A report, soon to be published by the Jamia Teachers’ Solidarity Association and a copy of which has been obtained by IPS, of 16 terrorism cases brought by the SC from 1992 to 2008 documents a consistent pattern of irregularities in police procedures that led the courts to conclude that the police had framed those who had been accused. The report’s detailed accounts of the cases are based entirely on conclusions reached by the judges in rejecting the central claims of the SC. Among the most prominent irregularities documented in the report are those relating to incriminating evidence said to have been seized from suspects and to alleged confessions. Typical of the SC terrorism cases described in the report is the case of Salman Kurshid Kori. The SC claimed that it arrested Kori and two other Muslim men as operatives of the militant Islamic group Lashkar-e-Toiba in December 2006. The SC reported seizing explosives, detonators and hand grenades from bags carried by each of the three men. But the judge for the case heard evidence that the accused had been detained much earlier than the dates cited by police. He also pointed out that there were no public witnesses to the seizure of the weapons, contrary to normal police procedures, despite the fact that a crowd had gathered to witness the arrest. Even more telling, the “seizure memo”, which should have been written at the site of the seizure well before the “First Information Report” (FIR) was filed in the case, was found to have been written in the same handwriting and ink as the FIR. Those obvious signs of police deception convinced the judge that the SC had framed the three men. The SC officer who supervised the interrogation and arrest of the three men was then-assistant commissioner of Police Sanjeev Yadav, now an Additional Deputy Commissioner of Police and in charge of the embassy car bomb case.

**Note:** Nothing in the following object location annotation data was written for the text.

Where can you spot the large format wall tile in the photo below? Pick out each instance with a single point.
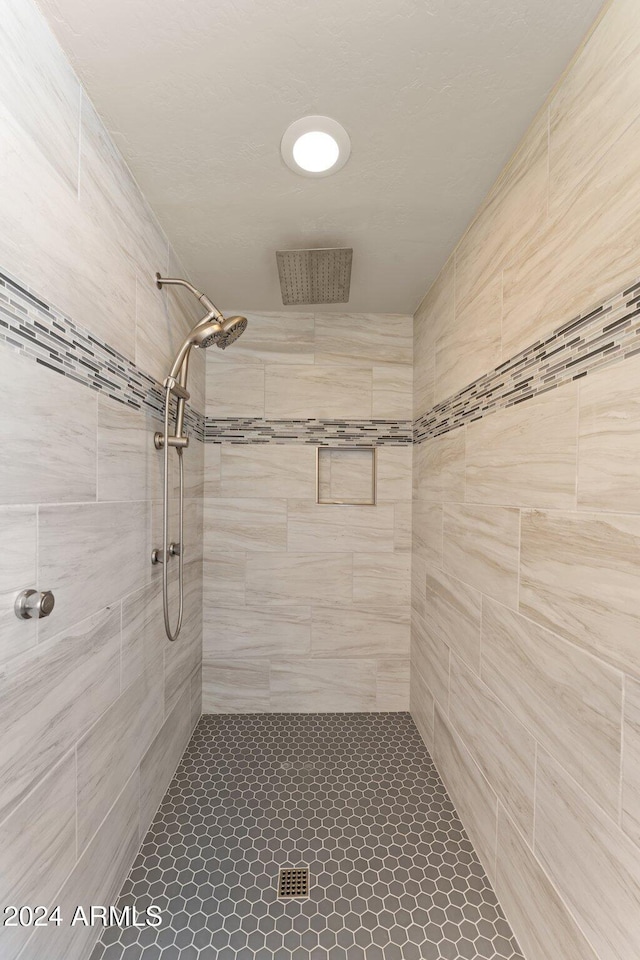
(258, 524)
(115, 846)
(299, 577)
(594, 866)
(500, 745)
(525, 455)
(38, 848)
(475, 800)
(17, 572)
(65, 457)
(90, 555)
(332, 529)
(580, 576)
(453, 614)
(51, 695)
(569, 700)
(304, 686)
(317, 391)
(609, 438)
(266, 470)
(631, 761)
(231, 633)
(353, 339)
(539, 918)
(481, 548)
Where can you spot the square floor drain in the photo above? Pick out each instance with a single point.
(293, 884)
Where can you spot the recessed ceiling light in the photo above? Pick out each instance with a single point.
(315, 146)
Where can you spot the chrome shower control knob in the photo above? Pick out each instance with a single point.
(31, 605)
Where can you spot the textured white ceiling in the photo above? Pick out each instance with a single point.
(435, 95)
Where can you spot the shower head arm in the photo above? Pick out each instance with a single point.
(204, 300)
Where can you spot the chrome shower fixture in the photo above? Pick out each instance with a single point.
(213, 328)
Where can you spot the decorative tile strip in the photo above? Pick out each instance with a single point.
(40, 332)
(590, 341)
(318, 432)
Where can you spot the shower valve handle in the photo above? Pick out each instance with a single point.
(31, 605)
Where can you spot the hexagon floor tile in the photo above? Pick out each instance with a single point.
(354, 797)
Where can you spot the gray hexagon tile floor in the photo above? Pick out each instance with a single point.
(356, 798)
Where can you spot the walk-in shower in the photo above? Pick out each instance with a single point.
(213, 328)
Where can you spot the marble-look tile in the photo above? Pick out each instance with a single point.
(346, 475)
(129, 466)
(351, 632)
(609, 439)
(90, 555)
(439, 468)
(50, 696)
(402, 526)
(235, 686)
(470, 347)
(393, 473)
(599, 92)
(17, 572)
(427, 531)
(512, 211)
(310, 686)
(435, 314)
(476, 802)
(362, 338)
(142, 632)
(392, 685)
(235, 389)
(570, 701)
(503, 749)
(430, 656)
(114, 847)
(161, 759)
(453, 613)
(392, 392)
(539, 917)
(580, 577)
(481, 548)
(223, 580)
(38, 849)
(251, 523)
(39, 86)
(593, 864)
(264, 470)
(421, 705)
(234, 633)
(213, 466)
(525, 455)
(382, 581)
(315, 391)
(299, 577)
(66, 469)
(631, 761)
(110, 752)
(319, 528)
(271, 338)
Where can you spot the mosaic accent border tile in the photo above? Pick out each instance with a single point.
(45, 335)
(588, 342)
(318, 432)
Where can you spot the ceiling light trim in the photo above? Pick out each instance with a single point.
(309, 125)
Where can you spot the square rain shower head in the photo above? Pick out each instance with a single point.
(315, 276)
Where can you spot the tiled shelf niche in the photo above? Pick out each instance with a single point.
(346, 475)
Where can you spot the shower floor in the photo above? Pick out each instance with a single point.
(353, 797)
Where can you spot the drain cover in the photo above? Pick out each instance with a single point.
(293, 883)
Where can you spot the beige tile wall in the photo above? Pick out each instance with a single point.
(306, 605)
(97, 706)
(526, 595)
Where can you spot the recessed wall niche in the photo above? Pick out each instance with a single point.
(346, 475)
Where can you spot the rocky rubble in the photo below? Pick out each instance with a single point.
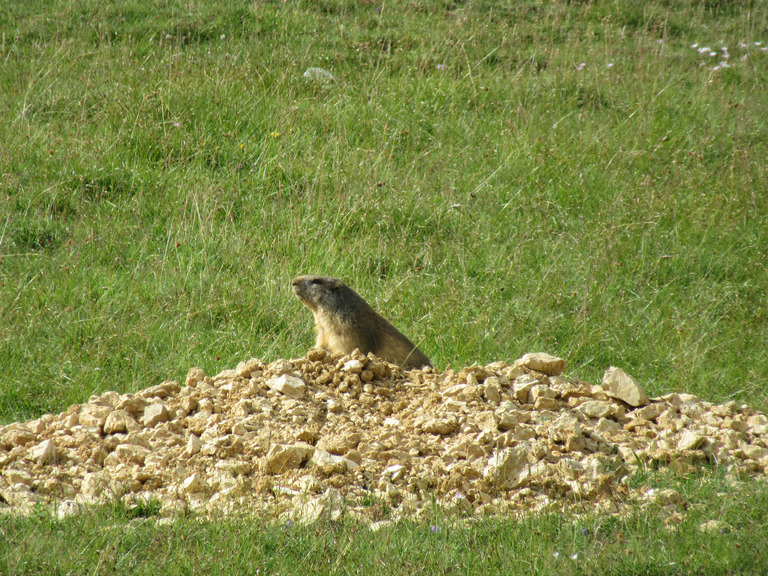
(317, 435)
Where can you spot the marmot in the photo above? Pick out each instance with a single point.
(344, 321)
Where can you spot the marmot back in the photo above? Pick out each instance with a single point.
(344, 321)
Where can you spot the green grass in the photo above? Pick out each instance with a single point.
(115, 540)
(165, 170)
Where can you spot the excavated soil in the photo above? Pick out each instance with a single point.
(325, 435)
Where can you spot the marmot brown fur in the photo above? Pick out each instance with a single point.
(344, 321)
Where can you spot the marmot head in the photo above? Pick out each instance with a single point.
(329, 294)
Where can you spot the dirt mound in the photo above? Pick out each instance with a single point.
(325, 434)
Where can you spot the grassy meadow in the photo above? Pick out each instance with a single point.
(584, 178)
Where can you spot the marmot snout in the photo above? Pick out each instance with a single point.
(344, 321)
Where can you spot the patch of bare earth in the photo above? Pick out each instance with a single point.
(326, 435)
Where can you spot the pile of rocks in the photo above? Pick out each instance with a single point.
(328, 434)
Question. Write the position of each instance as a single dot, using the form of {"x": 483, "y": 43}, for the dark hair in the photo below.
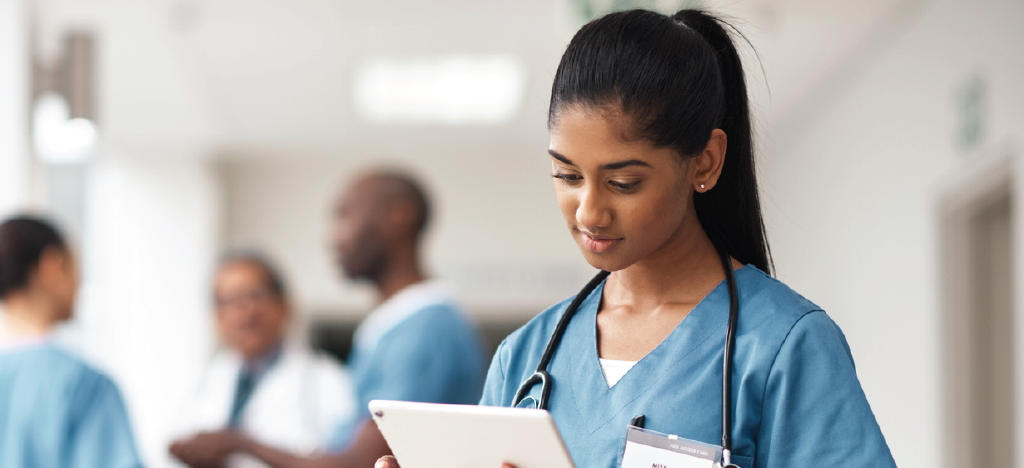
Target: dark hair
{"x": 23, "y": 241}
{"x": 678, "y": 78}
{"x": 271, "y": 275}
{"x": 400, "y": 186}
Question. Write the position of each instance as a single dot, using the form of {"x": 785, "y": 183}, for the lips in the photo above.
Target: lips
{"x": 598, "y": 244}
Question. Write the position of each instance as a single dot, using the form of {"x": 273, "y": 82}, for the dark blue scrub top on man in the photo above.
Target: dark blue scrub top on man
{"x": 797, "y": 400}
{"x": 433, "y": 355}
{"x": 55, "y": 411}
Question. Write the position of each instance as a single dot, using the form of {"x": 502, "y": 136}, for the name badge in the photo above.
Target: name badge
{"x": 647, "y": 449}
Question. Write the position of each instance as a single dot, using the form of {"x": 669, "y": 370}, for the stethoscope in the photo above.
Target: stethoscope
{"x": 544, "y": 378}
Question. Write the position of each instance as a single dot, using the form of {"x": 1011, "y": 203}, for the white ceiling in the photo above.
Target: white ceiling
{"x": 236, "y": 78}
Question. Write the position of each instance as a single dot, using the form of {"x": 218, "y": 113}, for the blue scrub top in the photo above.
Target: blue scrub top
{"x": 55, "y": 411}
{"x": 434, "y": 355}
{"x": 796, "y": 397}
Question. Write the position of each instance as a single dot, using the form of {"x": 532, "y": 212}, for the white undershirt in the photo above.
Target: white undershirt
{"x": 614, "y": 370}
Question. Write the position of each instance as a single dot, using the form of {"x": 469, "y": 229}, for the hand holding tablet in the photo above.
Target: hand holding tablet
{"x": 431, "y": 435}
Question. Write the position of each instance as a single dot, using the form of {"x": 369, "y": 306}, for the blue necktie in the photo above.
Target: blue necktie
{"x": 244, "y": 389}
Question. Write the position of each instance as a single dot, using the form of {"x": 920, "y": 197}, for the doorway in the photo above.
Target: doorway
{"x": 980, "y": 368}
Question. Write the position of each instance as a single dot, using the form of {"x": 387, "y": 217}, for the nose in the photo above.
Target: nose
{"x": 593, "y": 212}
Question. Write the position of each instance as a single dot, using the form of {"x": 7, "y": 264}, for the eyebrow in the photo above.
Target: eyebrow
{"x": 609, "y": 166}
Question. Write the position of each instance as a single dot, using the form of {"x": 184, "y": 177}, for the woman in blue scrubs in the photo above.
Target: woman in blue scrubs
{"x": 652, "y": 160}
{"x": 55, "y": 411}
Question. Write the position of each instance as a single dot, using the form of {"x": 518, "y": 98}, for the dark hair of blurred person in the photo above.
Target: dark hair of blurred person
{"x": 45, "y": 391}
{"x": 379, "y": 223}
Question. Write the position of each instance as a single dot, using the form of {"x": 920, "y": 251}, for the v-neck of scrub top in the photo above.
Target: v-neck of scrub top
{"x": 707, "y": 321}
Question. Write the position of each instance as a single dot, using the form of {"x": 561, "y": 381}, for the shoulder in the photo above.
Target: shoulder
{"x": 80, "y": 381}
{"x": 57, "y": 362}
{"x": 539, "y": 329}
{"x": 768, "y": 305}
{"x": 777, "y": 320}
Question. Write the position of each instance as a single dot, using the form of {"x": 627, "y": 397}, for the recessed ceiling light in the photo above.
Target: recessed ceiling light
{"x": 448, "y": 90}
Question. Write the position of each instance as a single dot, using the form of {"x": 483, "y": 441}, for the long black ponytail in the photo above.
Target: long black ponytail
{"x": 678, "y": 78}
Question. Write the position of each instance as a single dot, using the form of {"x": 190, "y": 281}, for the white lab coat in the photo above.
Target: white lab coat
{"x": 296, "y": 406}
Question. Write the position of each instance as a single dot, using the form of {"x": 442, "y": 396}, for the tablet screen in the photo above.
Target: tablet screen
{"x": 431, "y": 435}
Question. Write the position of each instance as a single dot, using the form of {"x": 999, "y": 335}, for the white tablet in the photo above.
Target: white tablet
{"x": 431, "y": 435}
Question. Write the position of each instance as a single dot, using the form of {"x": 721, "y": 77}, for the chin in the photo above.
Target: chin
{"x": 607, "y": 261}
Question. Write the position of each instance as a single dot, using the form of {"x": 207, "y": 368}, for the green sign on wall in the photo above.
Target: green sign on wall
{"x": 971, "y": 102}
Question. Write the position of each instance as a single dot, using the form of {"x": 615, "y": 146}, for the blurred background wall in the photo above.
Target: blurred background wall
{"x": 889, "y": 130}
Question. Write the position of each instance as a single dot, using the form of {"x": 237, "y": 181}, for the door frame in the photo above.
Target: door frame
{"x": 983, "y": 178}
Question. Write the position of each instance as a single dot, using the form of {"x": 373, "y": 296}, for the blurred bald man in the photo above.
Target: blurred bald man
{"x": 417, "y": 345}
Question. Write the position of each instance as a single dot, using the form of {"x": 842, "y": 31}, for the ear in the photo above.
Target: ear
{"x": 708, "y": 165}
{"x": 51, "y": 266}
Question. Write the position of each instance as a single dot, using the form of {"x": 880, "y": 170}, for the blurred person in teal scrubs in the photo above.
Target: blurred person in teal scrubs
{"x": 417, "y": 345}
{"x": 55, "y": 411}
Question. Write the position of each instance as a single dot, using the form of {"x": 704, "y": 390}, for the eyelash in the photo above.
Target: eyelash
{"x": 570, "y": 178}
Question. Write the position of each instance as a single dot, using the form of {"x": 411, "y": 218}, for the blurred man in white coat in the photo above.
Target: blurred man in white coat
{"x": 260, "y": 385}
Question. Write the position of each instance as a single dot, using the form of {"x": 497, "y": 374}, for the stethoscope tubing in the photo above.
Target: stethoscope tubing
{"x": 544, "y": 378}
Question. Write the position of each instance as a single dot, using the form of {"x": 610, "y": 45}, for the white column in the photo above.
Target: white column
{"x": 151, "y": 239}
{"x": 15, "y": 88}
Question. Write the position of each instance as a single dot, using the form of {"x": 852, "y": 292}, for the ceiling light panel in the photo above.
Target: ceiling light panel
{"x": 455, "y": 90}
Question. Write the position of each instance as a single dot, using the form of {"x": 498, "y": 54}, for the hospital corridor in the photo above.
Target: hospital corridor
{"x": 780, "y": 232}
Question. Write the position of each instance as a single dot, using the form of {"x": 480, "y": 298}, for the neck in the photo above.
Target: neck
{"x": 683, "y": 270}
{"x": 27, "y": 316}
{"x": 402, "y": 270}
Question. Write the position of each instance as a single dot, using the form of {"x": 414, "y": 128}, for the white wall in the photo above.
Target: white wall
{"x": 152, "y": 231}
{"x": 14, "y": 90}
{"x": 853, "y": 203}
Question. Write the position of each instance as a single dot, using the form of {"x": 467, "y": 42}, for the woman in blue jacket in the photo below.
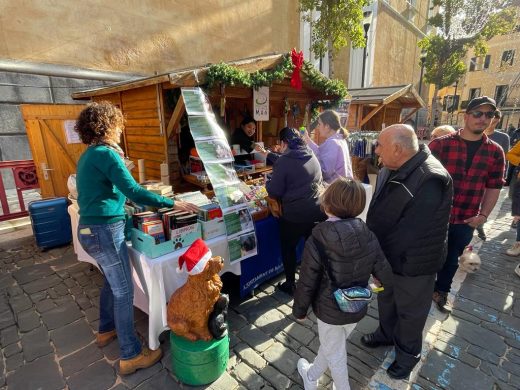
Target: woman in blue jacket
{"x": 296, "y": 181}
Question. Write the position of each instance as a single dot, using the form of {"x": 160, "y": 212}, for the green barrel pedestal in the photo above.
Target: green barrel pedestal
{"x": 199, "y": 362}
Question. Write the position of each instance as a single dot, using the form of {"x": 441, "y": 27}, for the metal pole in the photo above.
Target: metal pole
{"x": 454, "y": 100}
{"x": 366, "y": 26}
{"x": 420, "y": 89}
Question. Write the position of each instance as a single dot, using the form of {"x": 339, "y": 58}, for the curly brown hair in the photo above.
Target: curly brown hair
{"x": 97, "y": 121}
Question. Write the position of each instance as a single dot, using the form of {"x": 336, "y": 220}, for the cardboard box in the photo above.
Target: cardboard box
{"x": 183, "y": 237}
{"x": 214, "y": 228}
{"x": 145, "y": 243}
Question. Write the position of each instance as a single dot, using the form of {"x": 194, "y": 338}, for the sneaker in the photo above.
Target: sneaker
{"x": 441, "y": 300}
{"x": 145, "y": 359}
{"x": 286, "y": 287}
{"x": 481, "y": 233}
{"x": 514, "y": 250}
{"x": 303, "y": 368}
{"x": 103, "y": 339}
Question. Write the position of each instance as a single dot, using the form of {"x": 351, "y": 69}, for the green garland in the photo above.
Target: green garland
{"x": 229, "y": 75}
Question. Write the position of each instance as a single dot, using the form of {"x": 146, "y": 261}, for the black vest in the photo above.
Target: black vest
{"x": 393, "y": 198}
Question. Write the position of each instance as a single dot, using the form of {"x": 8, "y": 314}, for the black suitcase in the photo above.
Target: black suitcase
{"x": 50, "y": 222}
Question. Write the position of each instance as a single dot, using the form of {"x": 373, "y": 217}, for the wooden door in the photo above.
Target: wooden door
{"x": 54, "y": 144}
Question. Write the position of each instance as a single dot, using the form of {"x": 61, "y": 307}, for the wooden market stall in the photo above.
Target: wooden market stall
{"x": 376, "y": 108}
{"x": 154, "y": 108}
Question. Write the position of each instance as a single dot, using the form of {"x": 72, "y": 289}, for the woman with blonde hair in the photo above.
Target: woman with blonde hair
{"x": 333, "y": 154}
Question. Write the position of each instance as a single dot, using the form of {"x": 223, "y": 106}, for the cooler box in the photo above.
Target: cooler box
{"x": 50, "y": 222}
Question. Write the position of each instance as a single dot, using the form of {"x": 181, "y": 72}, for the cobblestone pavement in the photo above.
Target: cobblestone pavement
{"x": 49, "y": 315}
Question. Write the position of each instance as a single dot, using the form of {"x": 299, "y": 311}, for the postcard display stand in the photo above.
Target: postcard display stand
{"x": 214, "y": 151}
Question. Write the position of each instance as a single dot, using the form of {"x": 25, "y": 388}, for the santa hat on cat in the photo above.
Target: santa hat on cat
{"x": 194, "y": 260}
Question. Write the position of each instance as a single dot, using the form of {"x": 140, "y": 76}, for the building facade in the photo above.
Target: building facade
{"x": 497, "y": 75}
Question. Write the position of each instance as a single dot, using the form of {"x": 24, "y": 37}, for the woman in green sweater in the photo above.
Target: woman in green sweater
{"x": 103, "y": 184}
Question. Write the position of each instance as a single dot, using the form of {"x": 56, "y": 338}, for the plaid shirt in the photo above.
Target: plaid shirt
{"x": 486, "y": 171}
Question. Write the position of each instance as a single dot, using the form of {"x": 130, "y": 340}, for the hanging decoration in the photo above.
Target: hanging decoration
{"x": 230, "y": 75}
{"x": 297, "y": 60}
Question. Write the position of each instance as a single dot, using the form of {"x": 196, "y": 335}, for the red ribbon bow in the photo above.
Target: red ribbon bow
{"x": 297, "y": 59}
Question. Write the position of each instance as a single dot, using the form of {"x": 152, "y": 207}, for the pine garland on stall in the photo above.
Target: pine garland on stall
{"x": 229, "y": 75}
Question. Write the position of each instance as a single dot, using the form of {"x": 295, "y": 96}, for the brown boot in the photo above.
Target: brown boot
{"x": 145, "y": 359}
{"x": 105, "y": 338}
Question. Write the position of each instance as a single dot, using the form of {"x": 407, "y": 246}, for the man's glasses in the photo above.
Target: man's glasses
{"x": 478, "y": 114}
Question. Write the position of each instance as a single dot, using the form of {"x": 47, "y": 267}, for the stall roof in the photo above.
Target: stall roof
{"x": 188, "y": 77}
{"x": 405, "y": 95}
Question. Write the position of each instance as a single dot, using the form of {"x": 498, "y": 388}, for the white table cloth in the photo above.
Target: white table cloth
{"x": 155, "y": 279}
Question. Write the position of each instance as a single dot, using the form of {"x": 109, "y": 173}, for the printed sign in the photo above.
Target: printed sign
{"x": 261, "y": 104}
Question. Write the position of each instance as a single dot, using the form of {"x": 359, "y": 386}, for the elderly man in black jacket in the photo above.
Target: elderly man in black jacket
{"x": 409, "y": 215}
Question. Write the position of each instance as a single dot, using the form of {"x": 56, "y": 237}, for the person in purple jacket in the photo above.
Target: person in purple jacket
{"x": 333, "y": 154}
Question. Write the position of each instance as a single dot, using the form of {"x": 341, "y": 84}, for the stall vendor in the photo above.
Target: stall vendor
{"x": 244, "y": 135}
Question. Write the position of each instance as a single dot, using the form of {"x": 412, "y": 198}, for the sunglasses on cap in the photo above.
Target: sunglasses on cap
{"x": 478, "y": 114}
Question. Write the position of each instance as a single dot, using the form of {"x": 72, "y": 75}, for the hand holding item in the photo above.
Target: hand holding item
{"x": 476, "y": 220}
{"x": 185, "y": 206}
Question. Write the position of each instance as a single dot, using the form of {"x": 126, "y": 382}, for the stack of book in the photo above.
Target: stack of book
{"x": 209, "y": 211}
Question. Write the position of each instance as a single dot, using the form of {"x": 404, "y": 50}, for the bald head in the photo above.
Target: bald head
{"x": 396, "y": 145}
{"x": 403, "y": 135}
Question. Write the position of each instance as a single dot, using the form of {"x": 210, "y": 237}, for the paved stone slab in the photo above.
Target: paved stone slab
{"x": 28, "y": 320}
{"x": 61, "y": 315}
{"x": 476, "y": 309}
{"x": 98, "y": 376}
{"x": 476, "y": 335}
{"x": 64, "y": 262}
{"x": 161, "y": 381}
{"x": 36, "y": 343}
{"x": 282, "y": 358}
{"x": 447, "y": 372}
{"x": 6, "y": 319}
{"x": 8, "y": 336}
{"x": 486, "y": 297}
{"x": 43, "y": 373}
{"x": 300, "y": 333}
{"x": 141, "y": 375}
{"x": 71, "y": 337}
{"x": 255, "y": 338}
{"x": 275, "y": 378}
{"x": 31, "y": 273}
{"x": 250, "y": 356}
{"x": 13, "y": 362}
{"x": 12, "y": 349}
{"x": 248, "y": 377}
{"x": 42, "y": 284}
{"x": 45, "y": 305}
{"x": 20, "y": 303}
{"x": 80, "y": 359}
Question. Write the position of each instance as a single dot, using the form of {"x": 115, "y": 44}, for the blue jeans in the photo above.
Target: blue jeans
{"x": 459, "y": 236}
{"x": 106, "y": 244}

In the 2005 case of Moinuddin Dar and Bashir Amad Shah described by Sethi, the SC claimed that the two men were Kashmiri terrorists who had come to Delhi from Kashmir carrying 450,000 rupees (US$8,000) in a car loaded with arms and ammunition, after the SC had been informed by a confidential source when and where they were arriving. Upon arrest, the two men had allegedly confessed to their terrorist plan. But Sethi recounted that the case soon fell apart in court when the judge found that the car full of arms and ammunition had been “planted” and “used as a tool to falsely implicate the accused persons in this case”. He found that the police vehicle that was supposed to have taken the police team to the site of the arrest had actually not moved that day, and that the two men had been held illegally by police in a hotel room for two weeks. After investigating another 2006 SC terrorism case, India’s Central Bureau of Investigation called for three SC officers to be charged with lying under oath and creating false evidence. But despite several instances in which courts directed the Delhi Police Commissioner to initiate legal action against officers of the SC for various abuses, none have yet been punished.
Why is the Delhi Police Special Cell, Intelligence Bureau and other state police departments doing this? These frameups require quite a lot of effort. These personnel are after all like any other government employees. As any Indian knows, government employees rarely do any real work unless money is involved. Somebody is paying them huge sums of money. Who is it?